Others say the bees, whose ancestors evolved in tropical Africa, have reached the end of their genetic tether, and cannot thrive in colder climes.
Since swarming into Texas in 1990, the bees have killed only one person, an elderly man who suffered a heart attack after trying to clean out a colony with a torch. Another Texas man was stung 1,000 times but survived.
Killer bees have been on the loose and multiplying since 1956, when 26 queen bees escaped from a Brazilian entomologist’s laboratory. The scientist, Warwick Kerr, had imported the queens from South Africa in an effort to breed better honey-producing insects.
The fugitives’ offspring have since colonized two continents, 20 countries and more than 6 million square acres. There are millions in Texas, and perhaps a trillion south of the border.
The Africanized bees are cousins to the more docile European honeybee, widely used to pollinate American crops. While only a handful of European bees will attack a predator, Africanized bees sting en masse--hundreds and even thousands at a time.
Possibly the nastiest attack on record occurred in 1986, when a University of Miami graduate student on a field trip in Costa Rica stepped in a crack outside a cave, disturbing a killer bee colony. His foot wedged in the crack, the student was stung almost 8,000 times and died from the attack.
“This,” said Duncan, “is one bad bee.”
As his listeners sat enthralled, Duncan related his own brush with killer bees in Brazil.
He had been part of a group of about 40 beekeepers who wanted to study the Africanized bee up close and personal. The night before they entered the jungle, some of the party bragged that they weren’t afraid of the killers, and wouldn’t wear protective veils or gloves.
The next day, Duncan and a pal spotted three bee colonies in a tree and headed toward them. When they were about half a city block away, Duncan pulled out his camera but dropped it.
By the time he picked it up, he said, the angry bees had already zeroed in on the two men. Duncan’s camera was covered with so many bees he couldn’t hold on to it.
The men had so many bees on their veils they had to use their hands as windshield wipers, constantly sweeping the bees away in order to see.
“The man who said, ‘I will not wear a veil,’ I carried over to the truck with his head underneath my arms, trying to cover up his face,” Duncan said. “He’d been stung many more times than a man should be in the face.”

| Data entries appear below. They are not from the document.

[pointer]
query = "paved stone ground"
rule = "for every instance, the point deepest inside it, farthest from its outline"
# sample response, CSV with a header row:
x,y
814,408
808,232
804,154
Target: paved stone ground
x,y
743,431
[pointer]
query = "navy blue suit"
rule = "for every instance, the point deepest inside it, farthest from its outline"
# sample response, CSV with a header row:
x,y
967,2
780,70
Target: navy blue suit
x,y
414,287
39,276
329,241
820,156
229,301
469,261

“The man who wouldn’t wear gloves, we couldn’t get the gloves on his hands because they were full of bees. And that night, sitting around the campfire, we had a totally different group of people. Some of them said, ‘I’ll sell the damned operation, I’ll sell everything I’ve got. I’ll not put up with this.’ ”
After thus terrifying his audience, Duncan related a few tips on how to avoid attacks.

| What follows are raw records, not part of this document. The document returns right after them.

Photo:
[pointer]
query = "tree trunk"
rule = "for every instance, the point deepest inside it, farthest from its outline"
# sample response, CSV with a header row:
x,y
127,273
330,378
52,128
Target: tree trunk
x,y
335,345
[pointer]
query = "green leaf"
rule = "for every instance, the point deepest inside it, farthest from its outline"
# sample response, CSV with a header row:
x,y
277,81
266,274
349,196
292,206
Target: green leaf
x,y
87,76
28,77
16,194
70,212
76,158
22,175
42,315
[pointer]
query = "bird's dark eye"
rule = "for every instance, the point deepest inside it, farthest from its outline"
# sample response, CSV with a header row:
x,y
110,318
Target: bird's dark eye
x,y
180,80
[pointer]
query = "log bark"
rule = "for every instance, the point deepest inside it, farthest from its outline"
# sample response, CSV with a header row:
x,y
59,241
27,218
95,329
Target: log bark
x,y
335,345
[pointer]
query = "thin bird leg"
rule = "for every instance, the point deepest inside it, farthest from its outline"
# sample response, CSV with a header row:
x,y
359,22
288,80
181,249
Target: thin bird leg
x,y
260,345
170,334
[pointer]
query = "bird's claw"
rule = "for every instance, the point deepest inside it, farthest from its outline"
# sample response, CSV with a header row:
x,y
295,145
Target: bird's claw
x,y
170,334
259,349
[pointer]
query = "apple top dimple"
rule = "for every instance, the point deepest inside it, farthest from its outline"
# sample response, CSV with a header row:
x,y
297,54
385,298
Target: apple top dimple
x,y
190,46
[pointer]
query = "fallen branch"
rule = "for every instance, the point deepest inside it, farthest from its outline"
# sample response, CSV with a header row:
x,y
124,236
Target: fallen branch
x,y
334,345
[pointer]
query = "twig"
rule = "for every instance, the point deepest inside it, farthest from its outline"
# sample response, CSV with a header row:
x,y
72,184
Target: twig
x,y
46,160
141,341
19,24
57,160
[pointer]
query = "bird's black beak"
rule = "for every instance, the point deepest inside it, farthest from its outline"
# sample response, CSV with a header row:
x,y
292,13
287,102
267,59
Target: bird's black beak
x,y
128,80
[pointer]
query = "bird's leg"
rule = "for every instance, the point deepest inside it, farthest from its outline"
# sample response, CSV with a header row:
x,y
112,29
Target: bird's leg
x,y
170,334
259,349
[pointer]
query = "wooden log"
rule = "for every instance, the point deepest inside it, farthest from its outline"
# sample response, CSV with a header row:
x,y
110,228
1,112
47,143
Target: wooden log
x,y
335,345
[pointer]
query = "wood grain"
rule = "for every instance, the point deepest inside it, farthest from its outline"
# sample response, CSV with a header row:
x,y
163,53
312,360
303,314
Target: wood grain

For one thing, never wear new blue jeans on a picnic.
Huh?
Denim jeans contain a dye, he explained, that incites bees. Washing jeans a few times makes them safe to wear.
Dark clothing and sunglasses also are no-nos.
“Bees hate the color black,” he said.
In fact, killer bees can be as snippy about your accouterments as a Paris fashion critic. They also hate leather (reminds them of cows and horses, which they don’t like) and strong perfume.
And remember: Bees fly at 15 m.p.h., so don’t try to outrun them. Walk away from them, covering your head and face with a jacket.
*
Killer-bee stingers, said Duncan, can penetrate almost any clothing, including leather.
If you get stung, don’t pull the stinger straight out. That only causes it to pump more poison into your body from an insidiously designed sac. Use a fingernail or credit card to scrape the stinger out.
Duncan said all this aggressiveness comes from female worker bees, not male drones, which are so lazy and helpless they can’t sting and must be fed by the females.
“Sounds like a typical male,” quipped a nurse in the audience.
Duncan said the male’s main function is to mate with a queen. This he does in midair, at altitudes of 300 to 400 feet.
Once a male has mated, however, he literally explodes, and falls back to Earth, dead.
“But he has a smile that runs from ear to ear,” said Duncan, to gales of laughter from his listeners.